From 1e60d7fd3b807c5d4624d393b36bcd37338898ea Mon Sep 17 00:00:00 2001
From: Kyle Eckhart <kgeckhart@users.noreply.github.com>
Date: Mon, 23 Feb 2026 15:34:44 -0500
Subject: [PATCH] More comments and only reset deleted if the new segment is
 larger

Signed-off-by: Kyle Eckhart <kgeckhart@users.noreply.github.com>
---
 tsdb/agent/db.go | 32 ++++++++++++++++++++++++--------
 1 file changed, 24 insertions(+), 8 deletions(-)

diff --git a/tsdb/agent/db.go b/tsdb/agent/db.go
index 46a47a2105..93a9d1e712 100644
--- a/tsdb/agent/db.go
+++ b/tsdb/agent/db.go
@@ -556,9 +556,16 @@ func (db *DB) loadWAL(r *wlog.Reader, duplicateRefToValidRef map[chunks.HeadSeri
 				series, created := db.series.GetOrSet(series.lset.Hash(), series)
 
 				if !created {
+					// We don't need to check if entry.Ref exists / if the value is not series.ref because GetOrSet
+					// enforces that the same labels will always get the same Ref.

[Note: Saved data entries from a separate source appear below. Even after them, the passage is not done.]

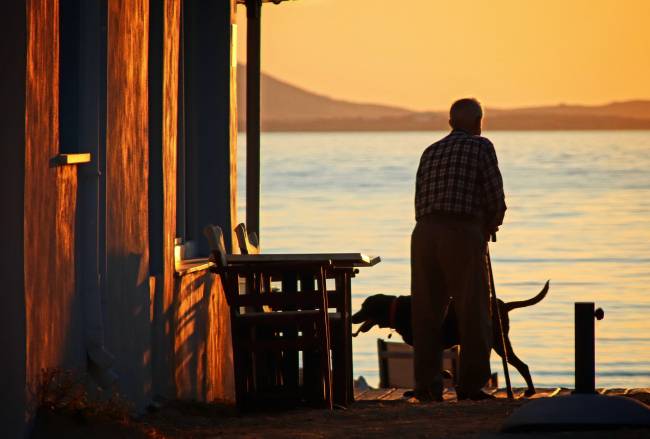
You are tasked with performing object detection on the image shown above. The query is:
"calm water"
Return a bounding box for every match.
[237,131,650,389]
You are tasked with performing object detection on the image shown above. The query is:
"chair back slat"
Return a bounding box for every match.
[248,231,259,248]
[203,224,228,267]
[234,222,259,255]
[203,224,238,306]
[234,223,263,304]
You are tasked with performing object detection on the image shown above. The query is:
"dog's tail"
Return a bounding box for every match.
[503,280,550,312]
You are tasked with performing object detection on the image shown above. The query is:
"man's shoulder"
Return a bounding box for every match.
[459,133,493,148]
[455,134,495,154]
[424,132,492,152]
[422,132,455,153]
[474,135,493,146]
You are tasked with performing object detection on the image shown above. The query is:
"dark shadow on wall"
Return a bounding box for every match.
[150,272,175,399]
[0,2,27,436]
[104,252,153,409]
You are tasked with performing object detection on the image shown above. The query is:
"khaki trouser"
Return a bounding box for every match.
[410,215,492,396]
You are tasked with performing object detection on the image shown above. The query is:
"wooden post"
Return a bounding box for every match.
[575,302,596,394]
[246,0,261,242]
[183,0,237,254]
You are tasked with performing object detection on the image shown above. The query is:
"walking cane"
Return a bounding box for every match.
[488,233,514,399]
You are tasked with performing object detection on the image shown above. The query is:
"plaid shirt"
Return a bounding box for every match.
[415,130,506,221]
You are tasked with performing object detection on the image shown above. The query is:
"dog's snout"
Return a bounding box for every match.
[351,310,367,324]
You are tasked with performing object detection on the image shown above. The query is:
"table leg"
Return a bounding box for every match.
[331,269,354,406]
[300,272,324,405]
[345,271,354,405]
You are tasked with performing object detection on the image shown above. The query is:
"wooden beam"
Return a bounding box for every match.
[246,0,261,243]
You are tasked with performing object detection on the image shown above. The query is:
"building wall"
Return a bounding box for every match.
[104,0,153,408]
[103,0,238,406]
[158,0,236,402]
[0,0,237,433]
[24,0,86,410]
[149,0,181,399]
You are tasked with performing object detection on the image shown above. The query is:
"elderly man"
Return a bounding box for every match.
[411,98,506,401]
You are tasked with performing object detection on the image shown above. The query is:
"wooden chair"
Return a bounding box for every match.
[234,223,270,306]
[233,223,352,407]
[204,224,334,410]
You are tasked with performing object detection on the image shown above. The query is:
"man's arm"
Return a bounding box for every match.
[479,140,507,236]
[414,154,426,219]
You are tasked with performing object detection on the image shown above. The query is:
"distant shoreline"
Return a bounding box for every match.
[237,66,650,133]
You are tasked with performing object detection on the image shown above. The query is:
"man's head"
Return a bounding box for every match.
[449,98,483,135]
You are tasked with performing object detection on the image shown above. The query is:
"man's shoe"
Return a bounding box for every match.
[456,389,496,401]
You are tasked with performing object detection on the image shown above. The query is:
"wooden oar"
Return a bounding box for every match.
[487,235,514,399]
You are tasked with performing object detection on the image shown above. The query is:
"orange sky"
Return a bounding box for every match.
[236,0,650,111]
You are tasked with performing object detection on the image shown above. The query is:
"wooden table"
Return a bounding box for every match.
[227,252,380,406]
[176,253,380,275]
[226,253,380,268]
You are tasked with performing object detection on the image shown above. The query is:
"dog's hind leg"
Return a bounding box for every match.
[507,351,535,397]
[493,340,535,396]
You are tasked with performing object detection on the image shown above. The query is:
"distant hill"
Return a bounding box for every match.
[237,65,412,124]
[237,65,650,131]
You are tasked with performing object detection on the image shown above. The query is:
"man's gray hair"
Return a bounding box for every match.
[450,98,483,125]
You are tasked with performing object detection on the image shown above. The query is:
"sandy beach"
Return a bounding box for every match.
[31,389,650,438]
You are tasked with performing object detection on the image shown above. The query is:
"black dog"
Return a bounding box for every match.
[352,281,549,396]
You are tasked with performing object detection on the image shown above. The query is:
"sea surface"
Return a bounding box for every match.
[237,131,650,390]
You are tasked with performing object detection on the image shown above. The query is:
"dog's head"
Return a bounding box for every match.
[352,294,397,336]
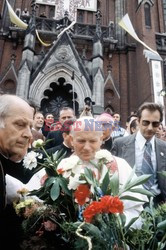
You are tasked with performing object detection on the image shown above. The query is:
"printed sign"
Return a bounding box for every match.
[151,60,165,124]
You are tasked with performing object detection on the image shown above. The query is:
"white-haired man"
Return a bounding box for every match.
[0,94,35,249]
[57,116,148,227]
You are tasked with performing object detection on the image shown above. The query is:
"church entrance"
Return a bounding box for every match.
[40,77,78,120]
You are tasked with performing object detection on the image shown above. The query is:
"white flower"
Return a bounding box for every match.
[95,149,114,162]
[32,139,44,148]
[63,170,72,179]
[72,164,84,175]
[23,151,38,170]
[68,174,86,190]
[57,155,80,172]
[37,153,43,159]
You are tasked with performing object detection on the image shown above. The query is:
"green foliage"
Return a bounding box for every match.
[125,200,166,250]
[19,147,166,249]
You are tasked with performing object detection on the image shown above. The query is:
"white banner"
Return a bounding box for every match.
[151,60,165,124]
[55,0,97,21]
[77,0,97,11]
[36,0,55,5]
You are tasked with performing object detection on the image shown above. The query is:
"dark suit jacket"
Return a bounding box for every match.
[45,130,63,149]
[0,153,34,248]
[47,143,73,158]
[0,153,34,212]
[111,133,166,202]
[101,137,113,151]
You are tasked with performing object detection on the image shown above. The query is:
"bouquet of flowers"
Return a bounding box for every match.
[14,140,166,250]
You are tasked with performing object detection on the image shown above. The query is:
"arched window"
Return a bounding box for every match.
[144,3,151,27]
[104,88,115,109]
[2,80,16,94]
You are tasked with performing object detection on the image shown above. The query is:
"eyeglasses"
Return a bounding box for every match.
[142,120,160,127]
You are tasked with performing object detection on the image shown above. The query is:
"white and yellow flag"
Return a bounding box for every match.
[118,13,159,56]
[6,0,76,46]
[6,0,28,29]
[6,0,51,47]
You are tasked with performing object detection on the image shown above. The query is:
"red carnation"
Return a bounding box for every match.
[83,201,103,223]
[100,195,124,214]
[74,184,91,206]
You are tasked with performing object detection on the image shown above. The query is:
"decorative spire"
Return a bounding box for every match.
[31,0,38,17]
[94,10,102,41]
[109,21,114,39]
[63,11,69,27]
[27,0,38,33]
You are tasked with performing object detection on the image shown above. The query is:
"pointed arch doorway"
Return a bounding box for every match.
[40,77,79,120]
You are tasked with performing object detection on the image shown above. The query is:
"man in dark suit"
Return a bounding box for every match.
[96,112,114,151]
[46,119,75,158]
[111,102,166,204]
[0,94,35,249]
[45,107,75,149]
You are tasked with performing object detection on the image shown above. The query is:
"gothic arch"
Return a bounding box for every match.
[0,79,16,94]
[40,77,79,118]
[29,64,91,113]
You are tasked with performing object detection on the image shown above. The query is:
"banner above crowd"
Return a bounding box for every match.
[36,0,97,21]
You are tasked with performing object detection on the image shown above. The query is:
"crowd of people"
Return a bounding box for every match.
[0,94,166,249]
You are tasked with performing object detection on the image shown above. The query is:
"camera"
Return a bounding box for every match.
[84,97,95,106]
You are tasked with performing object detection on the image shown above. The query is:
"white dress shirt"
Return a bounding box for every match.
[135,130,160,195]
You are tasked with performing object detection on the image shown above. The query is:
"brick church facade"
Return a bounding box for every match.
[0,0,166,124]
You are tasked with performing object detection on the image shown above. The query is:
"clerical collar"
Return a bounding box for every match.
[63,142,70,149]
[102,136,111,143]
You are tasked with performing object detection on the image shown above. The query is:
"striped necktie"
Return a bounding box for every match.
[141,141,155,190]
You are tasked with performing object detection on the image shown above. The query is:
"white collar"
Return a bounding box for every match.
[136,130,155,150]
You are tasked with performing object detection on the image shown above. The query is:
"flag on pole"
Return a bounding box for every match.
[6,0,28,29]
[118,13,159,56]
[6,0,51,47]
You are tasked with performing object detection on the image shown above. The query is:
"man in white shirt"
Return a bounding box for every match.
[111,102,166,204]
[112,113,128,139]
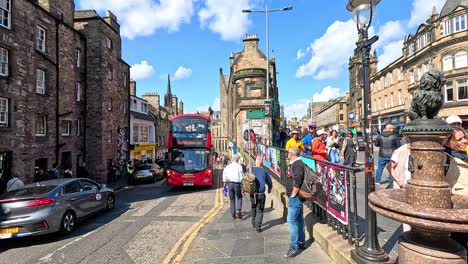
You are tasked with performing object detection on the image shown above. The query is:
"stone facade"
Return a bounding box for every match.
[0,0,87,183]
[219,34,280,146]
[143,93,171,160]
[130,95,156,162]
[315,96,348,131]
[74,10,130,183]
[351,1,468,131]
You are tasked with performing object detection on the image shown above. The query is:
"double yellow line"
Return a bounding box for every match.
[163,172,224,264]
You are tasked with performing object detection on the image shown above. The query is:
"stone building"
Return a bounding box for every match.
[219,34,280,146]
[141,76,182,160]
[74,10,130,182]
[130,95,156,162]
[0,1,130,185]
[0,0,87,183]
[348,42,378,132]
[352,0,468,131]
[315,96,348,131]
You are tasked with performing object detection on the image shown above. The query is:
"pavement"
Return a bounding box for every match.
[182,194,331,264]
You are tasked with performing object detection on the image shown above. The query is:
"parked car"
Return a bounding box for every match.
[129,164,164,185]
[356,132,366,150]
[156,159,169,168]
[0,178,114,239]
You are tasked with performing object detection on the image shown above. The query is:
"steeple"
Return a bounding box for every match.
[164,74,172,108]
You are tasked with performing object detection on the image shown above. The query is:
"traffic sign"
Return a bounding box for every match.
[247,110,265,119]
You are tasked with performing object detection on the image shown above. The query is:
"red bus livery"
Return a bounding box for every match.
[166,114,213,187]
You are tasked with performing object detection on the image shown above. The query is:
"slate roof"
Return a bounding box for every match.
[131,111,157,122]
[440,0,468,17]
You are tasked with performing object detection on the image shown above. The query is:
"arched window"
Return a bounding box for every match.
[455,51,468,69]
[443,55,453,71]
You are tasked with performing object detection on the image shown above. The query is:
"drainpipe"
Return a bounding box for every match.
[54,14,62,164]
[83,38,88,164]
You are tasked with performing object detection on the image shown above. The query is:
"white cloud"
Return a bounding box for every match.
[130,60,155,80]
[78,0,195,39]
[313,86,343,102]
[198,0,252,41]
[375,20,405,48]
[296,20,358,80]
[296,49,306,60]
[283,99,309,119]
[378,40,404,71]
[173,66,193,80]
[408,0,445,28]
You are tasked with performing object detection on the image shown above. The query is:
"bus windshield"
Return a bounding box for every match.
[168,149,210,173]
[172,116,208,134]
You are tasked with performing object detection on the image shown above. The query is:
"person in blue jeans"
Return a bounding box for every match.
[284,147,306,258]
[374,124,400,185]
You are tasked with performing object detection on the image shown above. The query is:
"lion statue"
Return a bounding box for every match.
[408,69,445,120]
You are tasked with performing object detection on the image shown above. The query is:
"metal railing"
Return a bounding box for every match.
[243,141,363,246]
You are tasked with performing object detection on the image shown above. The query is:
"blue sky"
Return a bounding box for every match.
[76,0,446,118]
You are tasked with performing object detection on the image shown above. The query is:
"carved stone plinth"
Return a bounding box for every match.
[369,119,468,263]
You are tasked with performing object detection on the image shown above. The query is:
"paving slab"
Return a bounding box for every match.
[182,195,332,263]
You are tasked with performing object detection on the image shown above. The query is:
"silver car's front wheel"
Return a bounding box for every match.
[60,211,76,234]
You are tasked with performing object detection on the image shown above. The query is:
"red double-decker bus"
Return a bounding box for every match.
[166,114,213,187]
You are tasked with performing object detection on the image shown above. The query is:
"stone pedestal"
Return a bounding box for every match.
[368,119,468,263]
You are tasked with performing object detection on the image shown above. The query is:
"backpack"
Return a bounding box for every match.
[242,170,257,194]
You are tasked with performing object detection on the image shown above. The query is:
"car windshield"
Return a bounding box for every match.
[0,186,56,199]
[135,165,152,171]
[169,149,210,173]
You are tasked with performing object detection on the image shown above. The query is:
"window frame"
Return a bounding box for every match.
[106,37,112,49]
[455,51,468,69]
[35,114,47,136]
[0,0,11,29]
[0,47,8,77]
[457,79,468,101]
[0,97,7,126]
[61,120,71,136]
[76,82,81,102]
[454,14,467,33]
[398,89,402,105]
[445,81,454,102]
[76,49,81,68]
[36,26,46,52]
[443,19,452,36]
[36,69,46,94]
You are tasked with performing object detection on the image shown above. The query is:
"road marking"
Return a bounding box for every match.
[163,176,224,264]
[38,229,97,263]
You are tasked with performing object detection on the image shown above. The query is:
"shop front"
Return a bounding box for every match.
[130,144,156,163]
[373,112,406,132]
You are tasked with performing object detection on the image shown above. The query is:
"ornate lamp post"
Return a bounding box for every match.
[242,2,292,145]
[347,0,389,263]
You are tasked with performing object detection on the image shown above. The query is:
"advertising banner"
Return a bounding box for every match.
[326,164,348,224]
[301,157,328,209]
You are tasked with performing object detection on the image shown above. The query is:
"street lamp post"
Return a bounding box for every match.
[242,2,292,145]
[346,0,389,263]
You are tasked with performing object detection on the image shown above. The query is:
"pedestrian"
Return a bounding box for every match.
[222,154,244,220]
[326,130,340,163]
[284,147,306,258]
[274,128,281,147]
[6,175,24,192]
[51,163,61,179]
[388,137,411,232]
[301,125,316,156]
[446,115,468,155]
[374,124,400,185]
[341,130,358,166]
[63,169,73,178]
[250,156,272,233]
[312,129,327,160]
[280,128,288,148]
[444,127,468,250]
[285,131,304,152]
[77,162,89,178]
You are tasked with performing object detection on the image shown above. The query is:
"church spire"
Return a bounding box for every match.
[166,74,172,96]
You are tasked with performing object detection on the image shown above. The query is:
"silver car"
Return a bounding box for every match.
[0,178,115,239]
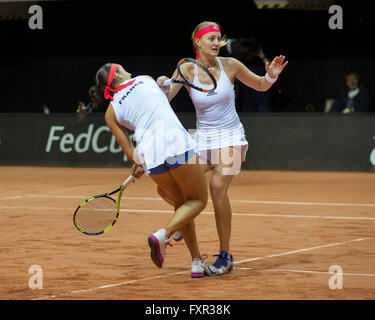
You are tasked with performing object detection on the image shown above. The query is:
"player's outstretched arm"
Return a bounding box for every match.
[231,55,288,92]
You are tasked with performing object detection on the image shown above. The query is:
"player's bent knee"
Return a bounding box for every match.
[191,199,207,216]
[196,189,208,210]
[185,194,207,210]
[194,198,207,213]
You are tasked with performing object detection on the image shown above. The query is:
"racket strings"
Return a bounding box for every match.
[75,197,118,234]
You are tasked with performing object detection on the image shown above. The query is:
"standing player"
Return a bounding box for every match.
[80,63,208,277]
[157,21,288,276]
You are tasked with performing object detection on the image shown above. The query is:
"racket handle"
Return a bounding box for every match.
[163,79,172,86]
[122,175,135,187]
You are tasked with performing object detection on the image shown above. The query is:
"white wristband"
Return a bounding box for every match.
[161,83,172,95]
[265,72,278,83]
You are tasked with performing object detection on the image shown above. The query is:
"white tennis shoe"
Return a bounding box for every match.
[191,258,206,278]
[148,228,171,268]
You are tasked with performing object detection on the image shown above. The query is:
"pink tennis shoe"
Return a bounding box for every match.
[148,228,171,268]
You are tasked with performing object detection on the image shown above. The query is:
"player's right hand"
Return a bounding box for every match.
[132,164,144,179]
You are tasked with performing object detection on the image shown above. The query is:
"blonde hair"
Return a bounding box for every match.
[191,21,230,54]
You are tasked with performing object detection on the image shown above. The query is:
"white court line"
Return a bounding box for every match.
[33,271,189,300]
[23,194,375,208]
[120,209,375,221]
[237,268,375,277]
[234,238,369,264]
[234,199,375,208]
[32,237,370,300]
[0,205,374,221]
[0,196,24,200]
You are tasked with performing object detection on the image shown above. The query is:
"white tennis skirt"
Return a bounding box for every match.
[191,124,249,167]
[193,124,248,152]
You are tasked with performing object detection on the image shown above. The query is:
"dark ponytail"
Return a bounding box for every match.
[88,83,105,110]
[77,63,119,119]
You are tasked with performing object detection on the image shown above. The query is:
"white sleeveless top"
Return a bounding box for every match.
[111,76,196,174]
[189,57,248,151]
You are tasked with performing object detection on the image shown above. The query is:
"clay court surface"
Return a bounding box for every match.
[0,166,374,300]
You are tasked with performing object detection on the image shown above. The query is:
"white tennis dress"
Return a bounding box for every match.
[189,57,248,157]
[111,76,196,174]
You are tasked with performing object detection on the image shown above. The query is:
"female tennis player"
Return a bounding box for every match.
[157,21,288,276]
[81,63,208,277]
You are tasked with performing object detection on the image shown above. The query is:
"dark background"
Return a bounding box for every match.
[0,0,374,113]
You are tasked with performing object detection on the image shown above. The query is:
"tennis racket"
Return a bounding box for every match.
[73,175,135,235]
[163,58,217,93]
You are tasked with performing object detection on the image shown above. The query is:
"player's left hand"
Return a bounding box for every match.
[266,55,288,78]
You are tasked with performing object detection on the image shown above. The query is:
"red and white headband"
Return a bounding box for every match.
[104,63,135,101]
[194,25,221,59]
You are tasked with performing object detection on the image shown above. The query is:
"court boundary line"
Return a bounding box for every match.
[31,237,370,300]
[237,268,375,277]
[2,194,375,208]
[119,209,375,221]
[1,205,375,221]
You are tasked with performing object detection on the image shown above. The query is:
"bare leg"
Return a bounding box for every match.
[157,159,211,206]
[157,185,175,207]
[210,168,234,252]
[166,159,207,236]
[209,146,245,252]
[180,221,200,259]
[157,186,203,259]
[150,158,207,259]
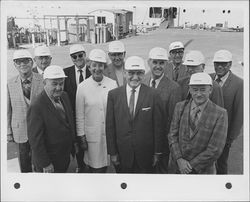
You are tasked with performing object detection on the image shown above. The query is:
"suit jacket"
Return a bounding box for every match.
[164,62,188,81]
[27,90,75,170]
[106,84,165,170]
[7,72,44,143]
[64,65,92,116]
[168,99,228,174]
[178,76,224,107]
[103,63,126,86]
[210,71,243,144]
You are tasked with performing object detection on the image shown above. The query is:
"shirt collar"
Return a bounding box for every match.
[126,83,141,93]
[20,75,33,83]
[75,65,86,72]
[150,73,164,87]
[37,67,44,74]
[215,71,230,83]
[191,99,209,112]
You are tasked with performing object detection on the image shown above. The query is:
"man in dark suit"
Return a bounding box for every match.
[164,41,188,81]
[63,44,91,173]
[211,50,243,174]
[106,56,165,173]
[27,65,75,173]
[32,46,52,74]
[178,50,224,107]
[168,72,228,174]
[142,47,182,173]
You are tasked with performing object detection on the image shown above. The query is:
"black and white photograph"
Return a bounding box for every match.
[1,0,249,201]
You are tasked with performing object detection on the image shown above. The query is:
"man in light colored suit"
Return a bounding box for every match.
[27,65,75,173]
[168,72,228,174]
[178,50,224,107]
[211,50,243,174]
[104,40,126,86]
[106,56,165,173]
[164,41,188,81]
[142,47,182,173]
[33,46,52,74]
[7,50,44,172]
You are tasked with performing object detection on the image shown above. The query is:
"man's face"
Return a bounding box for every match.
[187,64,204,76]
[89,61,105,82]
[148,59,167,79]
[71,51,86,68]
[44,78,65,100]
[125,70,145,88]
[34,55,52,71]
[189,85,212,106]
[14,58,33,76]
[214,61,231,77]
[169,48,184,64]
[108,52,125,68]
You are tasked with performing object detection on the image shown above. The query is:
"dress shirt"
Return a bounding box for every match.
[215,71,230,87]
[149,73,164,88]
[126,84,141,115]
[75,65,87,86]
[37,67,44,75]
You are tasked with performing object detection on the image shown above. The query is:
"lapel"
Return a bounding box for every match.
[180,100,192,141]
[134,84,147,119]
[30,73,43,101]
[60,93,71,127]
[157,75,170,92]
[69,66,77,92]
[222,71,232,91]
[122,85,131,120]
[86,65,92,79]
[165,62,174,80]
[13,75,27,107]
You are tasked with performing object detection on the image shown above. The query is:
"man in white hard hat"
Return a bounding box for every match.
[168,72,228,174]
[211,50,243,174]
[165,41,188,81]
[178,50,224,107]
[104,40,126,86]
[33,46,52,74]
[27,65,75,173]
[76,49,117,173]
[64,44,91,173]
[7,50,44,172]
[142,47,182,173]
[106,56,164,173]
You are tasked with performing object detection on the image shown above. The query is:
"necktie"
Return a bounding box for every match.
[79,69,84,83]
[215,77,222,84]
[22,79,31,99]
[173,67,179,81]
[151,79,156,88]
[54,99,66,120]
[129,89,136,118]
[190,106,201,131]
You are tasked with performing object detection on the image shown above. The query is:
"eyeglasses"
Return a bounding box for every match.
[127,70,145,76]
[71,53,84,60]
[170,50,184,55]
[214,62,229,67]
[37,56,51,60]
[14,58,32,65]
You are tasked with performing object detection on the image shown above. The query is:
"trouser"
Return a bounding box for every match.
[154,153,169,174]
[216,143,231,174]
[17,141,32,172]
[88,166,107,173]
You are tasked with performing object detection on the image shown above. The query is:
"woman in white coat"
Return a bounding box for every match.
[76,49,117,173]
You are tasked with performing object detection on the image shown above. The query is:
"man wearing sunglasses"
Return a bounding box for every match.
[164,41,188,82]
[106,56,164,173]
[211,50,243,174]
[63,44,91,173]
[104,40,126,86]
[33,46,52,74]
[7,50,44,172]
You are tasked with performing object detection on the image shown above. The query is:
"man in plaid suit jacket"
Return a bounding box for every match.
[168,72,228,174]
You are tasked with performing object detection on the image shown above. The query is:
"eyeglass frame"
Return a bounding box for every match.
[14,58,32,65]
[70,52,85,60]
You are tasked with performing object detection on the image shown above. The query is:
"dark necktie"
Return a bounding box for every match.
[215,77,222,84]
[173,67,179,81]
[22,79,31,99]
[79,69,84,83]
[54,99,66,120]
[129,89,136,118]
[190,107,201,131]
[151,79,156,88]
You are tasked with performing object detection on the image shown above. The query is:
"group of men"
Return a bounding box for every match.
[7,40,243,174]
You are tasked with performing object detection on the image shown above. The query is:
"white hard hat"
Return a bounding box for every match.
[183,50,205,66]
[13,50,32,60]
[213,50,232,62]
[89,49,107,63]
[43,65,67,79]
[149,47,168,60]
[125,56,145,71]
[189,72,212,85]
[169,41,184,52]
[108,41,125,53]
[70,44,85,55]
[34,46,51,56]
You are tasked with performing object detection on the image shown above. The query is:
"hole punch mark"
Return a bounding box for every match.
[121,182,127,189]
[14,183,20,189]
[225,182,232,189]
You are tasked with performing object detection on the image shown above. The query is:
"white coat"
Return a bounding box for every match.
[76,75,117,168]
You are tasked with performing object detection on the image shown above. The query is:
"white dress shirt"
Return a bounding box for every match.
[75,65,87,86]
[126,84,141,115]
[149,73,164,88]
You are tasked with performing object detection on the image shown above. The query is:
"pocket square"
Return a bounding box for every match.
[142,107,151,111]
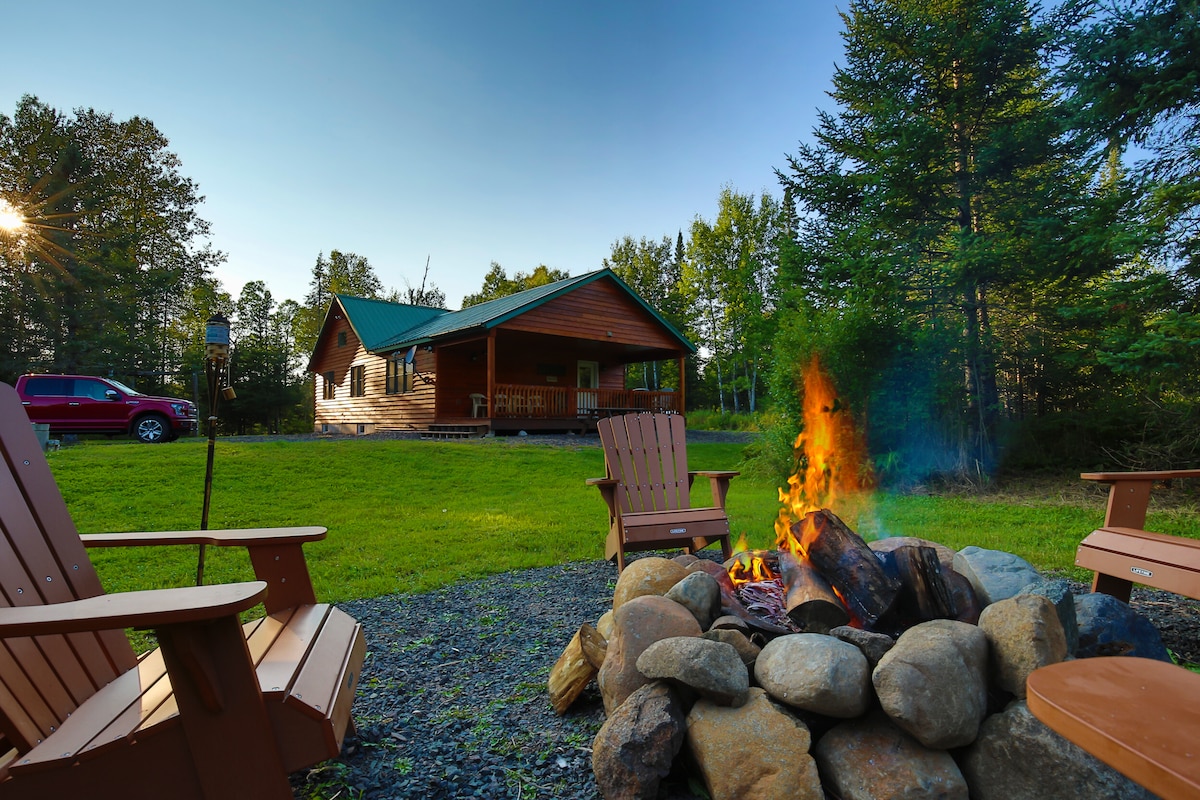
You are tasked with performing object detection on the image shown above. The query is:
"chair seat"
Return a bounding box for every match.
[618,507,731,546]
[11,604,364,778]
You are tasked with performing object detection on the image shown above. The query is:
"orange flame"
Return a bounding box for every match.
[774,354,872,554]
[727,550,776,586]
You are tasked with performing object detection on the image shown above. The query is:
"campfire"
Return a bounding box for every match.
[548,355,1146,800]
[723,355,974,637]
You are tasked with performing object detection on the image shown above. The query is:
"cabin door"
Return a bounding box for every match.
[577,360,599,414]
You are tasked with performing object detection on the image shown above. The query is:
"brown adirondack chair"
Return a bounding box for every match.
[588,412,737,572]
[0,381,365,799]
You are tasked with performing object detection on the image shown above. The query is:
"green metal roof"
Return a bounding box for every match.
[334,268,695,355]
[333,294,447,351]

If we did not create a new ref
+					// the only possible ref it should ever be in the WAL is series.ref
 					duplicateRefToValidRef[entry.Ref] = series.ref
-					// Make sure we keep the duplicate SeriesRef while it exists in the WAL
-					db.deleted[entry.Ref] = currentSegmentOrCheckpoint
+
+					// We want to track the largest segment where we encountered the duplicate ref, so we can ensure
+					// it remains in the checkpoint until we get past that segment.
+					if db.deleted[entry.Ref] <= currentSegmentOrCheckpoint {
+						db.deleted[entry.Ref] = currentSegmentOrCheckpoint
+					}
 				} else {
 					db.metrics.numActiveSeries.Inc()
 				}
@@ -567,8 +574,11 @@ func (db *DB) loadWAL(r *wlog.Reader, duplicateRefToValidRef map[chunks.HeadSeri
 		case []record.RefSample:
 			for _, entry := range v {
 				if ref, ok := duplicateRefToValidRef[entry.Ref]; ok {
-					// Make sure we keep the duplicate SeriesRef in checkpoints until we get past the current segment.
-					db.deleted[entry.Ref] = currentSegmentOrCheckpoint
+					// We want to track the largest segment where we encountered the duplicate ref, so we can ensure
+					// it remains in the checkpoint until we get past that segment.
+					if db.deleted[entry.Ref] <= currentSegmentOrCheckpoint {
+						db.deleted[entry.Ref] = currentSegmentOrCheckpoint
+					}
 					entry.Ref = ref
 				}
 
@@ -587,8 +597,11 @@ func (db *DB) loadWAL(r *wlog.Reader, duplicateRefToValidRef map[chunks.HeadSeri
 		case []record.RefHistogramSample:
 			for _, entry := range v {
 				if ref, ok := duplicateRefToValidRef[entry.Ref]; ok {
-					// Make sure we keep the duplicate SeriesRef in checkpoints until we get past the current segment.
-					db.deleted[entry.Ref] = currentSegmentOrCheckpoint
+					// We want to track the largest segment where we encountered the duplicate ref, so we can ensure
+					// it remains in the checkpoint until we get past that segment.
+					if db.deleted[entry.Ref] <= currentSegmentOrCheckpoint {
+						db.deleted[entry.Ref] = currentSegmentOrCheckpoint
+					}
 					entry.Ref = ref
 				}
 				series := db.series.GetByID(entry.Ref)
@@ -606,8 +619,11 @@ func (db *DB) loadWAL(r *wlog.Reader, duplicateRefToValidRef map[chunks.HeadSeri
 		case []record.RefFloatHistogramSample:
 			for _, entry := range v {
 				if ref, ok := duplicateRefToValidRef[entry.Ref]; ok {
-					// Make sure we keep the duplicate SeriesRef in checkpoints until we get past the current segment.
-					db.deleted[entry.Ref] = currentSegmentOrCheckpoint
+					// We want to track the largest segment where we encountered the duplicate ref, so we can ensure
+					// it remains in the checkpoint until we get past that segment.
+					if db.deleted[entry.Ref] <= currentSegmentOrCheckpoint {
+						db.deleted[entry.Ref] = currentSegmentOrCheckpoint
+					}
 					entry.Ref = ref
 				}
 				series := db.series.GetByID(entry.Ref)